Update: With a lot of help from biesi and gavin, I managed to figure it out: the server is just too slow to respond. Firefox’s timeout for suggestions is set to half a second, and the server generally doesn’t complete the request in that time. I’m pretty sure DreamHost’s configuration is to blame, specifically the MySQL over their LAN. Anyway, the whole ordeal did teach me a couple of things about Mozilla development:

  • Setting javascript.options.showInConsole to true in about:config directs chrome errors to the error console.

  • You can edit any JavaScript file in a nightly build’s components directory as long as you restart Firefox afterwards.

  • Calling Components.utils.reportError(String) inside chrome JavaScript logs that string to the error console.

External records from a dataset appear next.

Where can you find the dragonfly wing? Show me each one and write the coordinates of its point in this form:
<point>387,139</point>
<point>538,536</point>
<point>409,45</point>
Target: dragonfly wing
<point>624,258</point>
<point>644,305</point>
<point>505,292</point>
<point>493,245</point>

  • The string (new Error()).stack gives you a JavaScript stack trace.

So I’m going to be keeping search suggestions around. Theoretically, there’s nothing wrong with the code, and even if it only succeeds every 100 attempts, at least it succeeded at all.

Update: Still, if you want to see it in action, you can go into your Firefox program directory, open up components/nsSearchSuggestions.js in a text editor, find the line

_suggestionTimeout: 500,

and change that number to 5000 (milliseconds) or so. That way, the request for suggestions won’t time out so fast—obviously, this will affect all search engines. When you’re done, restart Firefox and voilà.

Honestly, after this, I’m not touching this post anymore.